2022-01-25: High Nonce Deposit DoS
We deployed a hotfix to our sequencer this morning in order to eliminate a DoS vector. The hotfix was rolled out simultaneously to all major infrastructure providers. If you are running a replica, please upgrade
l2geth to version
0.5.8 as soon as possible. Otherwise, you don’t need to do anything.
Before getting into details, we want to make a couple of things clear:
- No funds were ever at risk.
- The issue was never exploited.
- Even if the issue was exploited, users could have withdrawn their funds on L1.
Optimism, like other rollup-based L2s, allows users to send L2 transactions from L1. Transactions sent from L1 are added to a queue in the
CanonicalTransactionChain contract. The sequencer then processes these transactions asynchronously and adds them to the L2 chain’s state.
For the sake of clarity, we’ll call L2 transactions that get initiated on L1 “bridged transactions.” The sequencer needs to derive an L2 counterpart for every bridged transaction on L1. Since derived transactions are created by the sequencer itself, they are subject to some special consensus rules. The rules relevant to this issue are:
- The nonce of a bridged transaction on L2 is set to the index at which the transaction appears in the CTC queue.
ecrecoveraddress of a bridged transaction is set to the null address.
You can see these rules at work by viewing the null address on Etherscan.

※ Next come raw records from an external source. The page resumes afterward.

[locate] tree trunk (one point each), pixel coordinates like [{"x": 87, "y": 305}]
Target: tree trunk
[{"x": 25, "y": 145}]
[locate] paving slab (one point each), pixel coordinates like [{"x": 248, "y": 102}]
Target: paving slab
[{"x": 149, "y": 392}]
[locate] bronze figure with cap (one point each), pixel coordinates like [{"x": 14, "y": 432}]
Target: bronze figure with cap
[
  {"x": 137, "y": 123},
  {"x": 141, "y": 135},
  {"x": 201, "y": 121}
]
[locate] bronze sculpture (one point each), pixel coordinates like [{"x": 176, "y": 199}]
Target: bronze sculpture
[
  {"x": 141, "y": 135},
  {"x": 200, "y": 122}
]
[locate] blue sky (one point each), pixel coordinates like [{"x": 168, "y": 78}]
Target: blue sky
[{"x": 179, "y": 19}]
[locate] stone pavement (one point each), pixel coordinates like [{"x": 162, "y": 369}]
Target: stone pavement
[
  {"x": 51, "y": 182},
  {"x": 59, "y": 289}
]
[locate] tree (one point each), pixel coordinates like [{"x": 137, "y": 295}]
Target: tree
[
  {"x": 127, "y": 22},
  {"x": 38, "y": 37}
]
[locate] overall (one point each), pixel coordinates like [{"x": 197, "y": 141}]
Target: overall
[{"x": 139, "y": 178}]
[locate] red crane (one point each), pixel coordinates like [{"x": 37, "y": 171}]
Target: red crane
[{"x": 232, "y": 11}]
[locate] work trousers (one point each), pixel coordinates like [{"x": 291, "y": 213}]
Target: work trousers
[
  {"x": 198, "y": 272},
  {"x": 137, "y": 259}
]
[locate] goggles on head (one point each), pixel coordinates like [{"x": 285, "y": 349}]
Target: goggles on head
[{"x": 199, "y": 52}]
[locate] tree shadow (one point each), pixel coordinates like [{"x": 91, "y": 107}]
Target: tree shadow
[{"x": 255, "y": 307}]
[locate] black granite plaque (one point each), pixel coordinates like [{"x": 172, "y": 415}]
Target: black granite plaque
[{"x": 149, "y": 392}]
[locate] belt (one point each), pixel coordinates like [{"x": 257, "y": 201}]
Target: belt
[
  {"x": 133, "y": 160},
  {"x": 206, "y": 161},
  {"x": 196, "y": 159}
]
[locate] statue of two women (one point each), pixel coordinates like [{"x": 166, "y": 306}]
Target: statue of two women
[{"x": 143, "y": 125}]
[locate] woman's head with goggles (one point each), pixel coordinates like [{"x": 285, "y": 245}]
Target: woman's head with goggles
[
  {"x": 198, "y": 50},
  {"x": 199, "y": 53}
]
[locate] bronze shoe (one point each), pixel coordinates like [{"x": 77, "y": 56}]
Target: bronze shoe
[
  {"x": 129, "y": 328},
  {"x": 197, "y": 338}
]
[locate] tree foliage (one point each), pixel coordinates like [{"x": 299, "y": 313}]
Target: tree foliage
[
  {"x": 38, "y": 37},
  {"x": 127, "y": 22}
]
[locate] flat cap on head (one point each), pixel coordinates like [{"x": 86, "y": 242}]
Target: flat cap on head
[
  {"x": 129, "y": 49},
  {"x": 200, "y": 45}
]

Geth performs a nonce check as part of its consensus rules. The nonce check is performed on a
Message object that gets calculated using the
Transaction object described above. Crucially, the sender of a
Message object is the value received from performing an
ecrecover on the transaction’s ECDSA signature - which is the zero address. This means that any account whose nonce on Optimism is higher than the maximum queue index would be unable to deposit via
enqueue, since Geth would reject the transaction with a
nonce too low error.
This alone, however, was not enough to justify an emergency release. That justification came from a quirk of how we implemented CTC synchronization in the sequencer. When the sequencer restarts, it goes into “sync mode” and tries to catch up with the latest transactions on the CTC. Any sync failures that occur while in sync mode cause the sequencer to exit. Since sync mode disables itself once the sequencer catches up with the CTC, this would mean that all sequencers - including replicas - could not be restarted if the issue was exploited. The queue index was ~44,000 when we discovered this issue, so given a fee of $2/tx it would cost just shy of $90,000 to cause a DoS of the Optimism network.
Luckily, we’ve been spending the last few months beefing up our internal testing and QA processes. As a result, we caught this issue on an internal stress testing environment before anyone was able to exploit it. After verifying the fix we immediately updated our sequencer and coordinated with infrastructure providers to update their replicas.
It’s never our plan to perform emergency hotfixes like this one. But we’ll always put the security of our network first. In this case, the hotfix prevented a potential DoS and avoided hours of downtime.